Intel told Reuters that its sales in Russia for over a decade have been through distributors that are required to comply with U.S. export controls. It said it suspended all shipments to customers in Russia and Belarus after Russia’s invasion of Ukraine. Reuters has previously reported that at least $457 million worth of Intel products arrived in Russia between April 1 and Oct. 31, 2022, according to Russian customs records. “We take reports of continued availability of our products seriously and we are looking into the matter,” an Intel spokesperson said.

Rights in peril

To be sure, the Russian and Belarusian companies began using Western technology before the latest export restrictions were imposed. But as far back as 2009, Intel joined the United Nations Global Compact that says companies should not be complicit in human rights violations. Nvidia joined the compact in 2022. In its human rights policy, Nvidia says it endorses the United Nations Guiding Principles on Business and Human Rights, which require companies to mitigate the risk that their products could be used for rights abuses. Intel’s human rights policy also says it embodies the U.N. principles.

In response to Reuters findings, seven lawyers said the use of facial recognition against protesters and activists in Moscow likely constitutes human rights violations.

Klara Polackova Van der Ploeg, head of the Business, Trade and Human Rights Unit at the University of Nottingham’s Human Rights Law Centre, said, “An appropriate process for those companies would be to know who their business partners are, learn how their products are used, and exercise leverage to prevent their technology from being utilised in violations of human rights.” Intel and Nvidia declined to comment on this point.

The Russian and Belarusian firms have previously had some contact with U.S. government agencies. All have taken part in facial recognition tests by the National Institute of Standards and Technology (NIST), an agency of the U.S. Department of Commerce, documents show. In 2017, NtechLab received two prizes worth a total of $25,000 in a facial recognition contest organised and funded by Intelligence Advanced Research Projects Activity (IARPA), an arm of the Office of the Director of National Intelligence, which oversees the U.S. intelligence community. Two years later, NtechLab won a $15,000 second-place prize in another IARPA technology challenge.
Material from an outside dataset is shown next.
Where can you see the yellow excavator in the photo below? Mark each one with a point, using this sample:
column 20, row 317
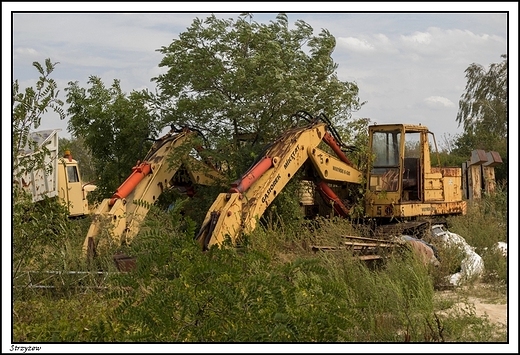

“Participation in the assessment does not indicate NIST approval of the business or other practices of any participant,” NIST told Reuters in an email. An IARPA spokesperson said its work requires it to maintain awareness of the world’s leading innovations and that awards do not signal government endorsement.

The CEOs and founders of VisionLabs, NtechLab and Tevian are now on a list of people who jailed Russian opposition leader Alexei Navalny’s Anti-Corruption Foundation believes should be sanctioned. The foundation points to the companies’ involvement in Moscow’s video surveillance system, which it says is used to persecute political activists. The companies did not respond to questions about their inclusion on the list.

Under observation

The preventive detentions, coupled with other pressure from police, so upended the lives of some of its targets, they say they felt driven to leave Russia.

Luba Krutenko, a 32-year-old architect who was in police sights because of two prior arrests for protesting, said police showed up at her home seven or eight times in March and April last year. In early March, they came three times in two days.

“They were just giving me warnings, documents saying that I shouldn’t go to rallies and if I go, a criminal case could be opened,” she said.

She stopped answering the door to avoid the encounters. Then they began to call her.